Today, my phone was ringing, and the display showed a phone number in Menomonie, Wisconsin. “Computer-driven sales call” was my first thought. I don’t know anyone in Menomonie. But the call kept coming, twice a day. Finally, after sending it to voicemail three times, out of sheer frustration, I just went ahead and answered it:
“Mr. Bertaut! This is Blah-Blah department store. We noticed your account is a bit overdue, and this is just a courtesy call to give you an opportunity to make a payment!” the kind female voice on the phone said.
UH-OH. I’m a serious, diligent, structured, automatic bill payer. How did this one slip through the cracks? I was so embarrassed that I paid the balance right there on the phone. Thank goodness the call wasn’t from the mortgage company!
But we are like that, right? We make sure we take care of the important stuff, right on time, the top-of-mind stuff. But sometimes, other stuff just slips through the cracks.

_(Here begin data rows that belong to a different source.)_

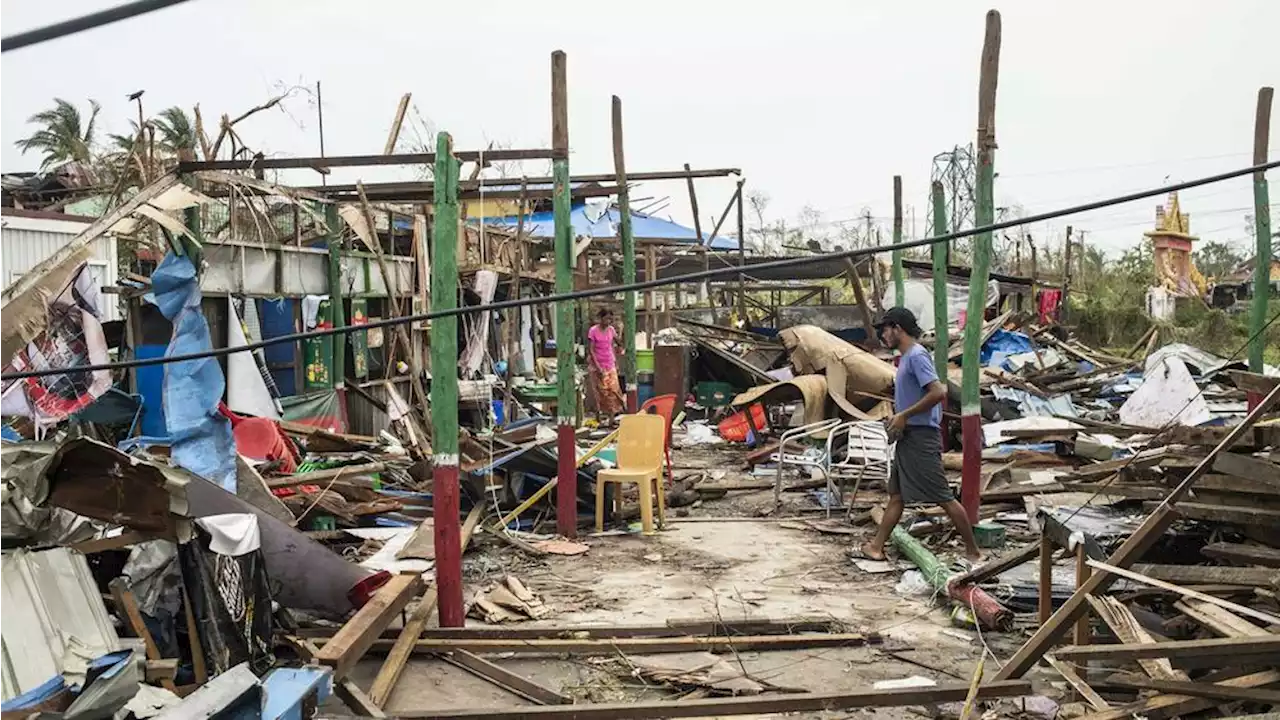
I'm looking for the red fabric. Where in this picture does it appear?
[1037,290,1062,323]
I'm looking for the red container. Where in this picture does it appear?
[719,405,767,442]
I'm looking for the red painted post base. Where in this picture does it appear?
[431,459,466,628]
[960,414,983,523]
[556,419,577,538]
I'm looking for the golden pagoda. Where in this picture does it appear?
[1143,192,1204,297]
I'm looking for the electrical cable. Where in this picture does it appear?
[0,160,1280,382]
[0,0,194,55]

So, here’s an important question for you to consider: Are your health and your health insurance top of mind, or are you at risk of letting these slip through the cracks?

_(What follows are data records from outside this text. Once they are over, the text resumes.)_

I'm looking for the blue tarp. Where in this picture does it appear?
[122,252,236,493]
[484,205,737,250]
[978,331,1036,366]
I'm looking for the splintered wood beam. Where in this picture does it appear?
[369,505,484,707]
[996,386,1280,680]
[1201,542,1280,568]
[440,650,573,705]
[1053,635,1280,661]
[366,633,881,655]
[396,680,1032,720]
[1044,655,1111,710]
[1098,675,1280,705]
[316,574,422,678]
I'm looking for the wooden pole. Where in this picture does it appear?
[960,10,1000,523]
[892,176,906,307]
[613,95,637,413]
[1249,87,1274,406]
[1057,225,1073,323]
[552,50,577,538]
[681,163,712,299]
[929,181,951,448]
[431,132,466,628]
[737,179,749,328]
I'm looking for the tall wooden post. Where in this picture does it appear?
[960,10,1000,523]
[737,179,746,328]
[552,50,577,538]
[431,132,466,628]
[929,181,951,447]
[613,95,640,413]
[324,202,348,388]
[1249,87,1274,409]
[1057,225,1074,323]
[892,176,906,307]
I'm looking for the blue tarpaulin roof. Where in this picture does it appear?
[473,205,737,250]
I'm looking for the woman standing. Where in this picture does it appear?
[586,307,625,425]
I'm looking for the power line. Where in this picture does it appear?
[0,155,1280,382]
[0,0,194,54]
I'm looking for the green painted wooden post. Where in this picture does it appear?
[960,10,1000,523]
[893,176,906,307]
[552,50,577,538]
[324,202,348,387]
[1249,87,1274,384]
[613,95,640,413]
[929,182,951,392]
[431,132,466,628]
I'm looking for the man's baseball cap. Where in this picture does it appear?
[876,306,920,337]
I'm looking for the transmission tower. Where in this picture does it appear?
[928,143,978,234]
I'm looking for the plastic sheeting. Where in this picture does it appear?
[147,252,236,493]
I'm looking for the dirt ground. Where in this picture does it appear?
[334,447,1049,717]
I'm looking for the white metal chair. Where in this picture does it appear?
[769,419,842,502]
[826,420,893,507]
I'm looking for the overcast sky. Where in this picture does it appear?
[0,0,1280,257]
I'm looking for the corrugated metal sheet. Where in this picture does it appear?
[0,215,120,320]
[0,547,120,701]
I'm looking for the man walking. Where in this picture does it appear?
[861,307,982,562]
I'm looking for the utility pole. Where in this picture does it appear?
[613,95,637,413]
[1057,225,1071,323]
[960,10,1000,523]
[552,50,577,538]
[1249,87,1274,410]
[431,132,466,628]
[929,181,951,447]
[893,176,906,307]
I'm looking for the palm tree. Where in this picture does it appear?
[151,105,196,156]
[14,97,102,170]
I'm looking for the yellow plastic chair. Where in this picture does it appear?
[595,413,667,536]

Now that the healthcare.gov open enrollment period is over until at least Nov. 1, 2018, the thousands of Americans who forgot to renew their individual health insurance coverage will all be scrambling. As we mentioned here, the Individual Mandate fines still apply for 2018. So, if you don’t get coverage, you may have problems at tax time.
Now, to buy insurance outside of the annual open enrollment period, you’ve got to get permission from healthcare.gov by getting an authorization for special enrollment. Without this authorization, you will not be allowed to buy coverage at all until the next open enrollment period starts on Nov. 1. At least, that’s the theory.

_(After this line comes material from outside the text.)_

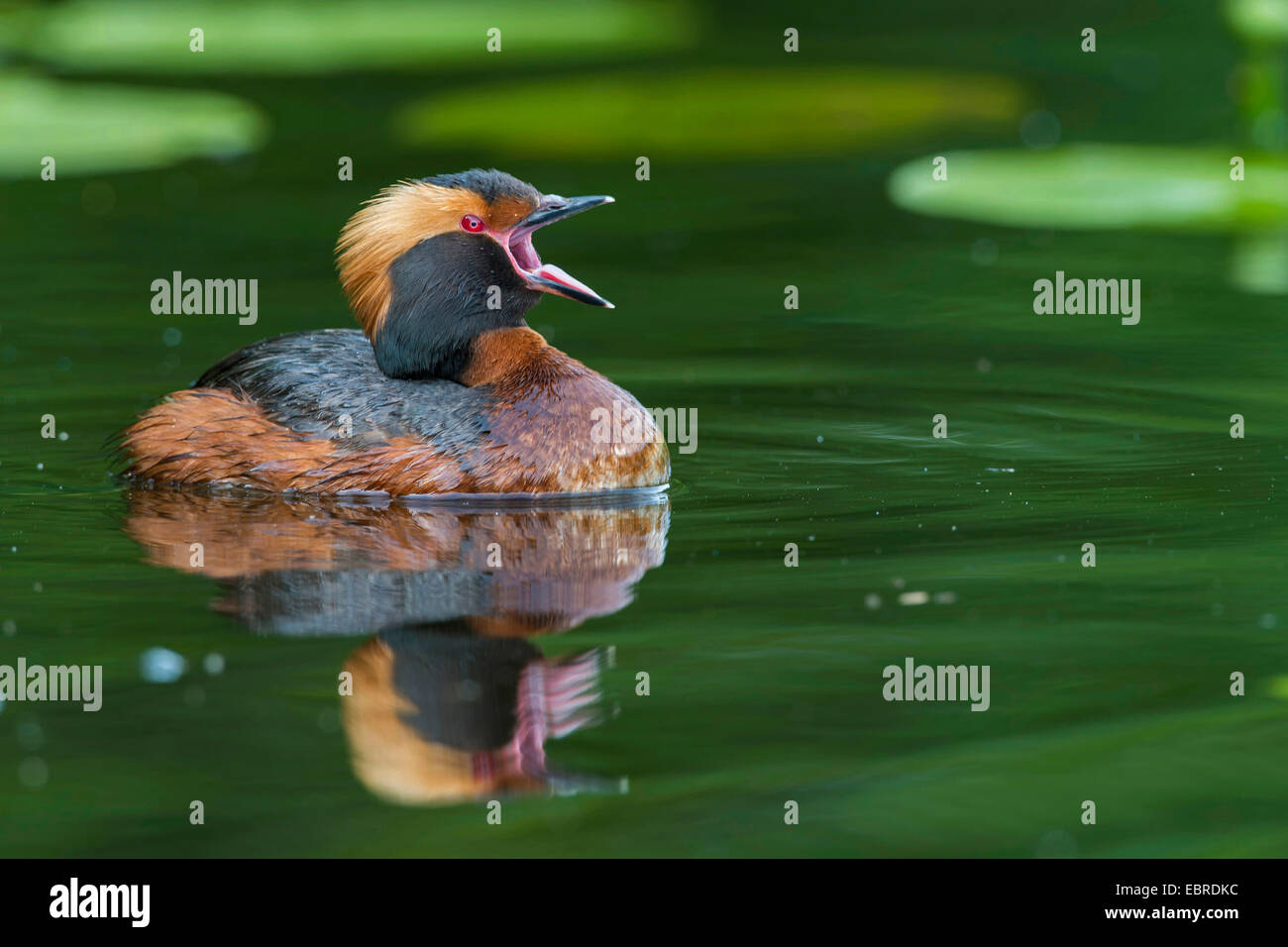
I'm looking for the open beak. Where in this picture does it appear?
[494,194,613,309]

Prior to 2017, healthcare.gov didn’t really enforce special enrollment. In fact, you could pretty safely wait until after you were sick to buy coverage, and some 600,000 people did exactly that every year, driving up all our rates as they managed to free ride on the system. As I’ve written about before, this was a big part of instability in the individual market and drove rate increases for all of us who followed the rules and kept coverage all year round.
Proving Special Status
During the summer of 2017, the Trump Administration indicated they were going to enforce the special enrollment rules when people wanted to buy coverage outside of open enrollment. No longer would you be able to just check a box on a website to authorize your special enrollment period; healthcare.gov was going to require actual, physical proof if you, for example, moved from one state to another, had a child, got married or lost your existing health insurance coverage for a non-voluntary reason. This means faxing, mailing or emailing copies of real, live documents like birth certificates, marriage certificates and utility bills.
Last week, CMS announced they had hired a high-tech private contractor called IntegriGuard to use special data verification tools to further strengthen the legitimacy of the special enrollment process, without requiring all this back-and-forth of real documentation. This means a streamlined process for legitimate applications, which is a great thing! It also means, of course, a tighter process for those who aren’t actually eligible for a special enrollment period but are trying to get one anyway.
With the fines for not having insurance coverage still in place this year, and better management of the special enrollment process on the horizon, it appears the stability of the healthcare.gov risk pool may not deteriorate during 2018 the way it has in previous years. But, it will be a different story in 2019, when the Individual Mandate fines are reduced to zero.
The Need for Stability
It’s critical that Congress act to stabilize the individual market for 2019, when the Individual Mandate penalties disappear but all the other rules that make individual health insurance so expensive in today’s market do not.
In 2019, we’ll still have the age rating ratios that favor wealthier older individuals when they buy coverage and punish the young. Still in play will be rules that require certain benefits to be covered on all individual plans, in many cases more benefits than people actually want to buy. And, we’ll still have financial cliffs that can punish an individual with thousands of dollars in fines for making just a few hundred more in income than expected. None of these things are in the process of being corrected at this time.
I am concerned that healthy people, without the Individual Mandate, may not buy coverage.
There is a window for Congress, in their budget negotiations, to create funds that states can use to cover the neediest and most ill among us. Such funding could significantly lower premiums across the board if handled properly by the states. Watch for more information about such “stabilization funds” as the Congressional budget negotiations move forward this spring.
Remember, this is not a “Bailout for Insurance Companies.” We will not profit from such funds, which will be used to care for the sickest among us, and stop this runaway train of rate increases we’ve been on.
As always, I will be right on top of that and will keep it Straight for you.
Until then, make SURE you and your family members have proper health insurance coverage for 2018. Otherwise, you could get a past-due call in the form of a tax penalty. Remember, the fines are still in force this year, and they can be substantial!